A custodial account was opened years ago with a specific purpose in mind, maybe a first car, a school expense, or just a general head start, and now the child is getting older with a balance that never quite got spent. It’s a fair question whether that money has to go somewhere in particular, or whether it just sits.
The short answer
Money in a custodial account doesn’t have to be spent on anything specific before the beneficiary reaches the age of majority in their state, which is typically 18 or 21 depending on the account type and state rules. Once that age is reached, the entire balance becomes the young adult’s outright legal property, to use, save, or invest however they choose, with no requirement tied to how or why the account was originally funded.
Why there’s no “use it or lose it” rule
Custodial accounts, whether structured under the relevant uniform gifts or transfers to minors laws, are built around the idea that the funds legally belong to the minor from the moment they’re deposited, even though a custodian manages them until the transfer age. The custodian is required to use the funds for the benefit of the minor while acting in that role, but there’s no rule forcing a distribution or a purchase before the handoff date. An unused balance is entirely normal and doesn’t create any kind of compliance problem for the custodian.
What happens at the transfer age
- Full control shifts to the beneficiary. Once the account transfers, the now-adult owns the account outright and can withdraw, invest, or spend it without needing anyone’s approval.
- The custodian’s authority ends. The adult who managed the account, often a parent, no longer has any legal say over how the funds are used once the transfer occurs.
- Nothing requires liquidation. Investments held inside the account, if any, don’t have to be sold off; they simply change ownership on the books.
- The money is treated as any other personal asset. From that point forward, it can factor into financial aid calculations, credit decisions, or gains being reported for tax purposes the same way any other personally owned account would.

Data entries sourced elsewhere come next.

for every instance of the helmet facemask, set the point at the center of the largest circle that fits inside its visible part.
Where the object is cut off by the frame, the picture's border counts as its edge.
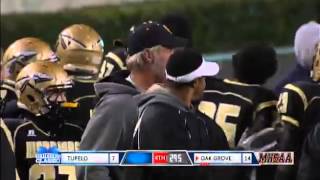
(80, 50)
(315, 73)
(41, 88)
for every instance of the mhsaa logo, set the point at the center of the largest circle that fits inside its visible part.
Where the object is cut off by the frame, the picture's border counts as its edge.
(276, 158)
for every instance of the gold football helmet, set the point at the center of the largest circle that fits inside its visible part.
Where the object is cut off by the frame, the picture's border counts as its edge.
(316, 65)
(80, 49)
(40, 85)
(19, 54)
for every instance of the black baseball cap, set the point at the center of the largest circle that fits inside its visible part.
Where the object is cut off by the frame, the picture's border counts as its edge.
(150, 34)
(185, 65)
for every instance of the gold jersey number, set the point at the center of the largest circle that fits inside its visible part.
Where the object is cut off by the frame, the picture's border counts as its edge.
(37, 172)
(220, 115)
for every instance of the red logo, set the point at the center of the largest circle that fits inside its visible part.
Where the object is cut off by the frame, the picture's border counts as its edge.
(160, 157)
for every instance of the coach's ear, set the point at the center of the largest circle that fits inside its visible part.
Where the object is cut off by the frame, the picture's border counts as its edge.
(147, 56)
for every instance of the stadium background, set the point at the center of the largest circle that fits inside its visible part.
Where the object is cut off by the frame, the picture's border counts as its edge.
(219, 27)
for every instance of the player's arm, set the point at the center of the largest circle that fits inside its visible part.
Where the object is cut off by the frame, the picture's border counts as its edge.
(291, 106)
(155, 129)
(264, 115)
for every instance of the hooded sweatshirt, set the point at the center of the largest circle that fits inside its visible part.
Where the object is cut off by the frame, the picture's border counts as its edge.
(112, 124)
(165, 123)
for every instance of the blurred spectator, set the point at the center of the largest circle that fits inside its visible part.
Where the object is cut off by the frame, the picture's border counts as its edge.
(179, 25)
(305, 40)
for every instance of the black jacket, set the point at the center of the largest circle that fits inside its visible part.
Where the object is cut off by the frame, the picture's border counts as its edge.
(165, 123)
(112, 124)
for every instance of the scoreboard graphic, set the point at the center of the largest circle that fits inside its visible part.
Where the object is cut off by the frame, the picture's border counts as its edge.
(164, 158)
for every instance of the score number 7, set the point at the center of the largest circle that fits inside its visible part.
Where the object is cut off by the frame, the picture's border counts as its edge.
(220, 115)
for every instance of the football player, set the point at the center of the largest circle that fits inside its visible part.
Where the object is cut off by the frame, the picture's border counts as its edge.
(41, 90)
(114, 61)
(19, 54)
(80, 50)
(243, 103)
(8, 161)
(298, 105)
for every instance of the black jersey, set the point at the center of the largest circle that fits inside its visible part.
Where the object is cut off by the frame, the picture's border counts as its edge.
(8, 165)
(236, 106)
(28, 137)
(299, 104)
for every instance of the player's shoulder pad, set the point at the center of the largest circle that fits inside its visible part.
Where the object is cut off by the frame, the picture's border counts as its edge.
(296, 89)
(74, 126)
(14, 123)
(264, 98)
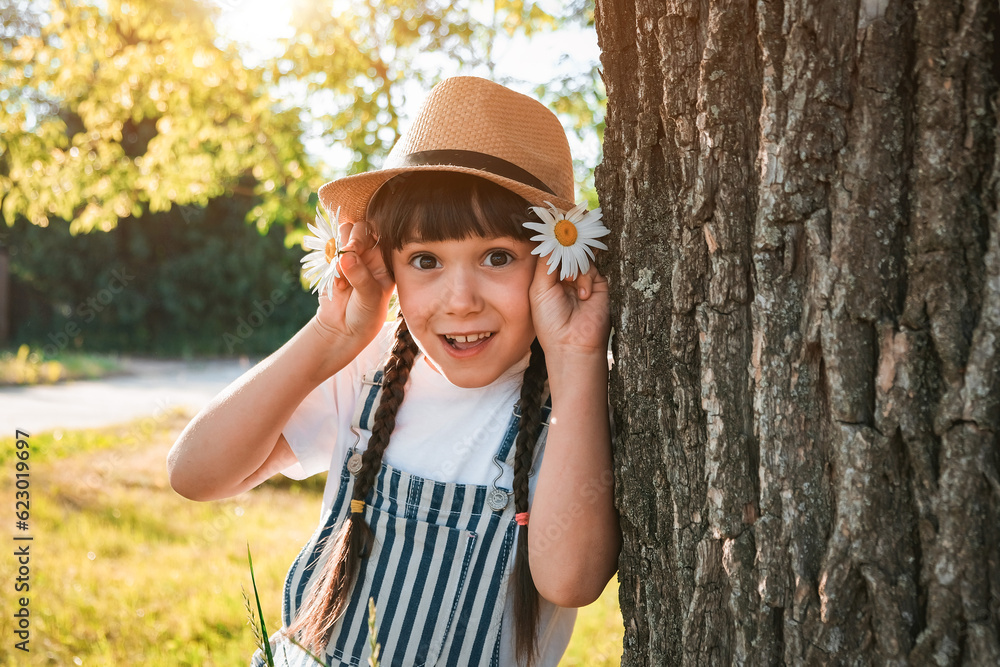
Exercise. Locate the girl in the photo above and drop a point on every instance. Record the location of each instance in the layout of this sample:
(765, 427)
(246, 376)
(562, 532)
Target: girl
(474, 546)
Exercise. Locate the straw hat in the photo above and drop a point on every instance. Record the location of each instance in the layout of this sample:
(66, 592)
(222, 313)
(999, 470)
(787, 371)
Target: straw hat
(472, 126)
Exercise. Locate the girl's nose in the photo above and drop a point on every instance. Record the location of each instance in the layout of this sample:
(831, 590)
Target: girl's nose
(461, 294)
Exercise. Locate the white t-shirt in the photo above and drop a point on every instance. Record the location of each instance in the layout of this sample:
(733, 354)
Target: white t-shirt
(443, 432)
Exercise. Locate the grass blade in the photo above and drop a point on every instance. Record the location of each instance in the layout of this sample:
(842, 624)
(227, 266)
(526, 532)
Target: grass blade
(260, 613)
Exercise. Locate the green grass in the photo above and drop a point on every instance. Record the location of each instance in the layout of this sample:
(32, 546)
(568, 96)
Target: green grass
(28, 367)
(126, 572)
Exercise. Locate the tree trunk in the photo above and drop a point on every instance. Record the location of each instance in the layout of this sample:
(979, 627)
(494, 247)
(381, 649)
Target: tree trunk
(805, 269)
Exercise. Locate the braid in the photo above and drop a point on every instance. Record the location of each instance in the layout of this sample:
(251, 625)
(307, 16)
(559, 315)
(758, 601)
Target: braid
(329, 596)
(525, 593)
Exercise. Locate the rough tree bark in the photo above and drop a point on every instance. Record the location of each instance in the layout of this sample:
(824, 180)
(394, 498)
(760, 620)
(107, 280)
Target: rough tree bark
(803, 197)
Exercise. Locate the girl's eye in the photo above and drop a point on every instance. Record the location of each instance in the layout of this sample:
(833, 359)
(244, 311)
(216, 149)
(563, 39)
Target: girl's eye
(425, 262)
(499, 258)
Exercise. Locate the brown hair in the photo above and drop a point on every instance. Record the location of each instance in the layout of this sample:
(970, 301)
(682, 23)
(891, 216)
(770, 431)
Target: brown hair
(432, 206)
(443, 206)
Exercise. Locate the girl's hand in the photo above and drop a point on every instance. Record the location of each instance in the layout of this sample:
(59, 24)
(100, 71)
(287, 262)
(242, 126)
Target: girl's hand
(360, 300)
(571, 316)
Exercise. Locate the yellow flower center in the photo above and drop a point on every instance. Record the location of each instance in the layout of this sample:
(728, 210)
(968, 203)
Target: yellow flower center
(330, 250)
(565, 232)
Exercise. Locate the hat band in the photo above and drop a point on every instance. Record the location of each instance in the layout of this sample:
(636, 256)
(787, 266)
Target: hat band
(475, 160)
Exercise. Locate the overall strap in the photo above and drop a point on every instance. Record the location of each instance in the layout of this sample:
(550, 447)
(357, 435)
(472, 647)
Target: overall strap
(368, 401)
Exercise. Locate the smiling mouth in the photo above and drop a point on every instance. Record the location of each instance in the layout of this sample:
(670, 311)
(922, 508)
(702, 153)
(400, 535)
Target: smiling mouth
(467, 341)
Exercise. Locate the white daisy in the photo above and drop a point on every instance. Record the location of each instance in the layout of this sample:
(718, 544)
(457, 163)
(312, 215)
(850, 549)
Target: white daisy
(320, 266)
(568, 237)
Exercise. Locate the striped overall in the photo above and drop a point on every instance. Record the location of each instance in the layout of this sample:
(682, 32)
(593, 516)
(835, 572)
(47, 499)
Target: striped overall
(438, 571)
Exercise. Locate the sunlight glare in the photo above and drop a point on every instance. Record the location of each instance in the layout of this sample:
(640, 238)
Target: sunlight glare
(256, 24)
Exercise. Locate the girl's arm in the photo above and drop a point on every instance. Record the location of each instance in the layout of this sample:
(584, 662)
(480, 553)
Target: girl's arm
(235, 443)
(573, 533)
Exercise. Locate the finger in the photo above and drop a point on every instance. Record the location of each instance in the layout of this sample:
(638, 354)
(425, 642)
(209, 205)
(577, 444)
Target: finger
(360, 238)
(546, 276)
(369, 290)
(344, 231)
(586, 283)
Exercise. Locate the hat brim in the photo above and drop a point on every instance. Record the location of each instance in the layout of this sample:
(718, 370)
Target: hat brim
(352, 194)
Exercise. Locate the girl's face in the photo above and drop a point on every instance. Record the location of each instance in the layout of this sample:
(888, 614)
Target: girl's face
(466, 304)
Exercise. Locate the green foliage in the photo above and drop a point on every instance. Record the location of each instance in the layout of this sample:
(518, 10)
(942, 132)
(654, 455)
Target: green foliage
(117, 108)
(28, 367)
(142, 576)
(191, 281)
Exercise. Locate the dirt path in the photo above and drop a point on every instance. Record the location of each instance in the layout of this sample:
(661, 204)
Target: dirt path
(150, 387)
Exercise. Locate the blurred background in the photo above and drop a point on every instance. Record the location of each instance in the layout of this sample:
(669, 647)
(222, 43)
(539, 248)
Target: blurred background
(159, 161)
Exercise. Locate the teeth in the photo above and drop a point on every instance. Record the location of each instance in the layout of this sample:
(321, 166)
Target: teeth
(471, 338)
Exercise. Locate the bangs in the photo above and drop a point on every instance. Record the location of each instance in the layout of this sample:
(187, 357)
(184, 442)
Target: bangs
(445, 206)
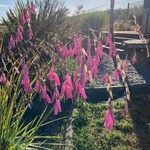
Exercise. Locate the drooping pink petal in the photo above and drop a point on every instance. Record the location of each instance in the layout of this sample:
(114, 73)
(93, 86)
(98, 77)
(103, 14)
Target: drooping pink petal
(99, 50)
(26, 83)
(57, 104)
(52, 76)
(83, 75)
(11, 43)
(67, 88)
(116, 75)
(94, 67)
(38, 86)
(22, 18)
(134, 58)
(125, 64)
(27, 16)
(126, 111)
(109, 120)
(44, 94)
(30, 33)
(3, 79)
(82, 92)
(105, 79)
(19, 35)
(32, 8)
(26, 80)
(25, 69)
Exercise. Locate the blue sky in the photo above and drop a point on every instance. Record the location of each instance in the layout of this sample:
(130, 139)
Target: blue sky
(72, 4)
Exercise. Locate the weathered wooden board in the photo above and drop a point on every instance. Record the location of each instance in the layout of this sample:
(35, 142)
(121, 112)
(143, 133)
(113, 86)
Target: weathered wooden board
(100, 94)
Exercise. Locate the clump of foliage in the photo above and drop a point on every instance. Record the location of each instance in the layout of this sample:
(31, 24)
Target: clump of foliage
(90, 134)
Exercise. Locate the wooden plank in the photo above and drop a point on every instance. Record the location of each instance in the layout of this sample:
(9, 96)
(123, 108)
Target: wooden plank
(135, 42)
(100, 94)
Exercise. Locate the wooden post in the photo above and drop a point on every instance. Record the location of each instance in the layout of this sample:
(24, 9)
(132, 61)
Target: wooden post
(112, 3)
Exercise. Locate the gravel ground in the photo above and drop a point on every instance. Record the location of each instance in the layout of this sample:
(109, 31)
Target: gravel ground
(107, 66)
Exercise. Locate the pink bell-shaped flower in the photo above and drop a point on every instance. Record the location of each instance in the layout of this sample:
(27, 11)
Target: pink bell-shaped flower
(116, 75)
(19, 35)
(52, 76)
(3, 79)
(105, 79)
(109, 120)
(38, 86)
(44, 94)
(82, 92)
(67, 87)
(11, 43)
(30, 33)
(57, 104)
(134, 58)
(22, 18)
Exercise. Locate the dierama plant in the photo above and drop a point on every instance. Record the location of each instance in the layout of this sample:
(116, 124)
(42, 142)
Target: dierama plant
(46, 80)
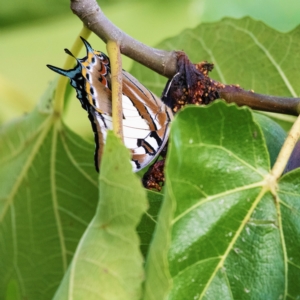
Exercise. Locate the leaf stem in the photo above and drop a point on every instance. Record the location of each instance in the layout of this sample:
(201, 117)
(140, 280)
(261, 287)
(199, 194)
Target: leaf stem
(69, 63)
(114, 54)
(286, 150)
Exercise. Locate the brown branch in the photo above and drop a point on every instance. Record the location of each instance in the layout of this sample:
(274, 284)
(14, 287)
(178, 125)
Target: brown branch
(160, 61)
(166, 62)
(232, 93)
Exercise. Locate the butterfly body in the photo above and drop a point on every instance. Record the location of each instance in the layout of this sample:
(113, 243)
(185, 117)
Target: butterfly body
(146, 118)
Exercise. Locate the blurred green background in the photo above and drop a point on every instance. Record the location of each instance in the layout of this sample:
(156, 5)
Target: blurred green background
(34, 33)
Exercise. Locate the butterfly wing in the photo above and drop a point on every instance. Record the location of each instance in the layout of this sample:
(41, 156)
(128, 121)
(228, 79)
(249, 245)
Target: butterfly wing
(145, 117)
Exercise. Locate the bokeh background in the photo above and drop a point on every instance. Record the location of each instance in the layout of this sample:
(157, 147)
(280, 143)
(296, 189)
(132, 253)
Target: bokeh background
(34, 33)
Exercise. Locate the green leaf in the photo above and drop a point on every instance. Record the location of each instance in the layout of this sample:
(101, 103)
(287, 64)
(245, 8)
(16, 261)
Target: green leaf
(48, 196)
(220, 233)
(273, 133)
(289, 195)
(107, 263)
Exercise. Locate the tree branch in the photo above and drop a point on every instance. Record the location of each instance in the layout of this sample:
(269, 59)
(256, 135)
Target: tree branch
(166, 62)
(160, 61)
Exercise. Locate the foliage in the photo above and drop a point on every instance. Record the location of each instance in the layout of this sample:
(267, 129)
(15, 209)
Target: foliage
(223, 230)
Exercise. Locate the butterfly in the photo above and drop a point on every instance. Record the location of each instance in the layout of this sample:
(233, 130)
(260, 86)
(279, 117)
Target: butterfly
(146, 119)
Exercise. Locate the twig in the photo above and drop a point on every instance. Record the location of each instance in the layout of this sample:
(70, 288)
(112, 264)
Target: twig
(231, 93)
(165, 62)
(160, 61)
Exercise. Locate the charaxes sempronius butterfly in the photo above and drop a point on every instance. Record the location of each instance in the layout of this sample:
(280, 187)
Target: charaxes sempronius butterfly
(146, 118)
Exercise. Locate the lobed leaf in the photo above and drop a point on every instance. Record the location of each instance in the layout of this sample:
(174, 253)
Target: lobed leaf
(107, 263)
(224, 234)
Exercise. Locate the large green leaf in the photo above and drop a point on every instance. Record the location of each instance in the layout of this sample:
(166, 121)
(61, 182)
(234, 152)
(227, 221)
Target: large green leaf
(221, 233)
(107, 263)
(48, 196)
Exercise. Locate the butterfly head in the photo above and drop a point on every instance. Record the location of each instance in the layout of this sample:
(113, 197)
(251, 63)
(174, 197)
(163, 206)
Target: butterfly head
(93, 59)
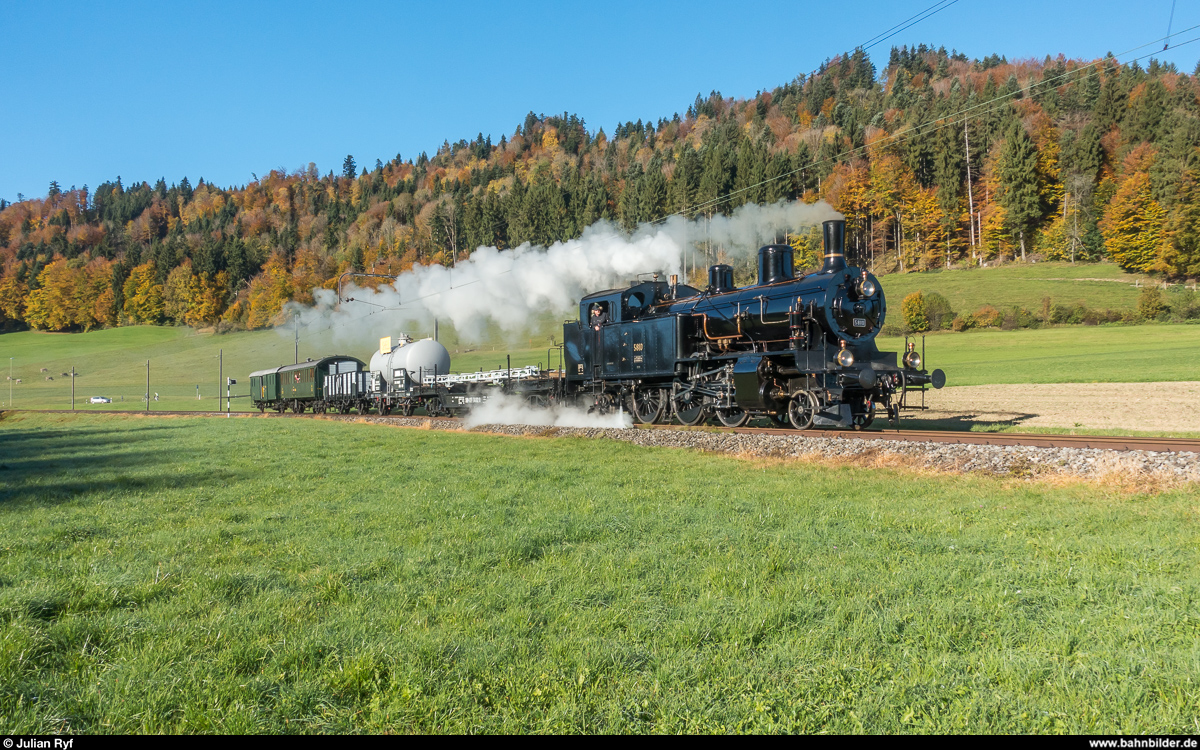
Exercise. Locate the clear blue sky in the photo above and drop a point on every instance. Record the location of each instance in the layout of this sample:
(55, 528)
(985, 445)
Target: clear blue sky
(221, 90)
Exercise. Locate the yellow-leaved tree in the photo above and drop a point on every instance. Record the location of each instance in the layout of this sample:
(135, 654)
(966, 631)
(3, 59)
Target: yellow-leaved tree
(143, 295)
(1133, 225)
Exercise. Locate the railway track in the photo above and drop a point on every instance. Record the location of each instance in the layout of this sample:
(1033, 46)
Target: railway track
(1120, 443)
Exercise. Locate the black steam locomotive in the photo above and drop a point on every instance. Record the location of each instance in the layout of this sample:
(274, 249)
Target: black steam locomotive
(796, 349)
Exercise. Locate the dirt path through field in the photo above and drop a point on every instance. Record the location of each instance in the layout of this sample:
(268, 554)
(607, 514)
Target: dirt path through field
(1097, 406)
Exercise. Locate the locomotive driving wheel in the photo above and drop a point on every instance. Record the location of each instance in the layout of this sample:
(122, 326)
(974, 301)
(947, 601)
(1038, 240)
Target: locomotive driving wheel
(802, 409)
(647, 405)
(862, 421)
(689, 407)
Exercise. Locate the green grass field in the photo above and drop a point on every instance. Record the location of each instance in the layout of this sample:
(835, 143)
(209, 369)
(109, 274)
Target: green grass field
(1065, 354)
(1099, 286)
(112, 363)
(163, 575)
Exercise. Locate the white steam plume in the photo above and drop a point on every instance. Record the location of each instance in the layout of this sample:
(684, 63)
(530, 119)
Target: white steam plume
(504, 409)
(511, 288)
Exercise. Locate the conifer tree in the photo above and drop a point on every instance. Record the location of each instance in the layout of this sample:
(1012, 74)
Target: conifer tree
(1019, 181)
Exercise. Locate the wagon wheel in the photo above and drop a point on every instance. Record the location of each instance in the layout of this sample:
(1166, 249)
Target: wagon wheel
(802, 409)
(733, 417)
(862, 421)
(647, 405)
(689, 408)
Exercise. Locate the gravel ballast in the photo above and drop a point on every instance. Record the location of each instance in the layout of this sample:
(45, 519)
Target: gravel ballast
(1005, 460)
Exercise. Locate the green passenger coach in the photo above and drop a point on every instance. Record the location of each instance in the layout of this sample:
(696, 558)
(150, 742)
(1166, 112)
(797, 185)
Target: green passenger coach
(300, 387)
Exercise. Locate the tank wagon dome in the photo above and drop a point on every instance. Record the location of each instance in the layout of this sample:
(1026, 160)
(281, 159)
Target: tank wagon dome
(417, 358)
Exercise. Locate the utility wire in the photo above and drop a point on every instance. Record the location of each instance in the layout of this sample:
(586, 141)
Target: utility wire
(955, 118)
(1169, 21)
(937, 7)
(952, 119)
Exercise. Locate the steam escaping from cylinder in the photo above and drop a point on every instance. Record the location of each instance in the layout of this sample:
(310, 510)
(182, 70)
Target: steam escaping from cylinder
(511, 288)
(505, 409)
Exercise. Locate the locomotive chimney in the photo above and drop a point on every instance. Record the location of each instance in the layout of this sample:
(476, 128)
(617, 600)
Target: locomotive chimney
(835, 246)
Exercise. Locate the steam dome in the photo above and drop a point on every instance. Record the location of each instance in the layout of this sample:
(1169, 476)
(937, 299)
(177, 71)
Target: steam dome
(415, 358)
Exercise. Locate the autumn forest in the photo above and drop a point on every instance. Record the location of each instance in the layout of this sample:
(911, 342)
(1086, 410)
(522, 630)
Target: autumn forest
(935, 160)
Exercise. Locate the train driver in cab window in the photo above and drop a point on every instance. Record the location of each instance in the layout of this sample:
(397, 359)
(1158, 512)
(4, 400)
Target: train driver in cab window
(599, 315)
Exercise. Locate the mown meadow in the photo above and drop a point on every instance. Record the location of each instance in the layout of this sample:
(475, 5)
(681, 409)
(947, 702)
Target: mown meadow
(265, 575)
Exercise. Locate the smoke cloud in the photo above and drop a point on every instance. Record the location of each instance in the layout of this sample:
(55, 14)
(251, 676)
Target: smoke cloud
(504, 409)
(511, 288)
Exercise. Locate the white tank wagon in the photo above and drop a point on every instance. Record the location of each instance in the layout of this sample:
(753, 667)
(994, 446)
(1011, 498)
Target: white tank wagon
(401, 361)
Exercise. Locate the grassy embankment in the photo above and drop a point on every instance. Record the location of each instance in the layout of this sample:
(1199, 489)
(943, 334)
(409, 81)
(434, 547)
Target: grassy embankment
(1099, 286)
(165, 575)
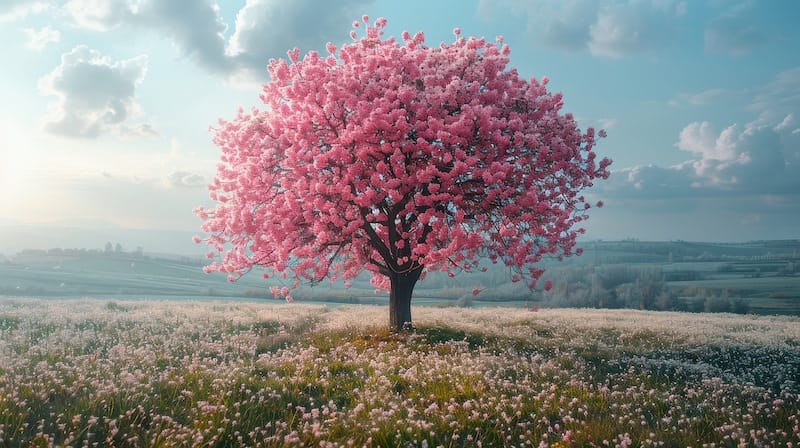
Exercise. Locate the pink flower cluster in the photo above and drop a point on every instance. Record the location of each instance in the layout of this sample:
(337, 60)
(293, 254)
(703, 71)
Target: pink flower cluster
(394, 156)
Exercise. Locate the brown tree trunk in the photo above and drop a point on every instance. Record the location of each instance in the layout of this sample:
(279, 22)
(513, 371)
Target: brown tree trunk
(402, 286)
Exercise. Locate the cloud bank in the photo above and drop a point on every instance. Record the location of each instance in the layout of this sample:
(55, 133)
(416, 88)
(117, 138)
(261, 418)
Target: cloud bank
(94, 94)
(263, 29)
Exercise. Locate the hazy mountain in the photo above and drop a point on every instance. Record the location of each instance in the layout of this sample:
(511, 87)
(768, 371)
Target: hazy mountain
(15, 237)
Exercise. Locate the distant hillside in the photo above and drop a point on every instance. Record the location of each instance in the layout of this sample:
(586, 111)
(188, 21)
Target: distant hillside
(761, 277)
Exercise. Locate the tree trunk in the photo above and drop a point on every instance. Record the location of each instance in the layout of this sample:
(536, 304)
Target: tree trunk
(402, 286)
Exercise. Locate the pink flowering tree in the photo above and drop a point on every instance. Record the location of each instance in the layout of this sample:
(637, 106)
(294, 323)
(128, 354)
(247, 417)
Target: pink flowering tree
(401, 159)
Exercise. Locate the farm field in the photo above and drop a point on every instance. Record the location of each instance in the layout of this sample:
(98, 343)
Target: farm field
(758, 277)
(95, 372)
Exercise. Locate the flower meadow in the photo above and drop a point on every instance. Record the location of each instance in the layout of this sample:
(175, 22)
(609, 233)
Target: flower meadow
(88, 372)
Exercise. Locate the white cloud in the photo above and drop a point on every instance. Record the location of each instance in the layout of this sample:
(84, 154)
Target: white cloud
(94, 94)
(751, 160)
(100, 15)
(268, 28)
(697, 99)
(263, 28)
(11, 10)
(38, 39)
(185, 179)
(195, 25)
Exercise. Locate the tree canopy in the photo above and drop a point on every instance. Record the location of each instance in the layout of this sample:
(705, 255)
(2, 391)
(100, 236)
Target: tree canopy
(401, 159)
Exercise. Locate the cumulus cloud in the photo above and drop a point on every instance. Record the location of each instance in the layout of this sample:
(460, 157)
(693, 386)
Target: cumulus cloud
(754, 160)
(185, 179)
(100, 15)
(38, 39)
(263, 28)
(267, 28)
(94, 94)
(734, 32)
(605, 29)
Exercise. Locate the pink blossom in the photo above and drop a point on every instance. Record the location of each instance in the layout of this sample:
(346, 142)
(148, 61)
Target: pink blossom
(328, 170)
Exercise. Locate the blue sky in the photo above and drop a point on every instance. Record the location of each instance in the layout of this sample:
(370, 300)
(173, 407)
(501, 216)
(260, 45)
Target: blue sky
(107, 104)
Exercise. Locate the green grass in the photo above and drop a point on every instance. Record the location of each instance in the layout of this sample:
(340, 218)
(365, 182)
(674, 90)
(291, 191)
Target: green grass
(232, 374)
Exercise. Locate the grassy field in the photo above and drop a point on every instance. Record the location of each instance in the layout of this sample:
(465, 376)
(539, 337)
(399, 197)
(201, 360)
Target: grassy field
(175, 373)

Considerations before that day arrives
Because custodial accounts become unrestricted at transfer, some families weigh them against a 529 plan, which keeps funds earmarked for education-related expenses and offers different tax treatment, or consider how a taxable brokerage account compares to a 529 for flexibility. A custodial account’s balance can also affect financial aid eligibility differently than parent-owned assets do, since it’s counted as the student’s own asset on forms like the FAFSA, which weighs student assets more heavily than parental ones.
What to weigh
An unused balance in a custodial account isn’t a problem to solve before a deadline. It simply carries forward until the beneficiary reaches the applicable age, at which point it becomes theirs to use exactly as they see fit, with no accounting owed to whoever managed it along the way. The lack of a spending requirement is part of how these accounts are designed to work, not a gap or an oversight.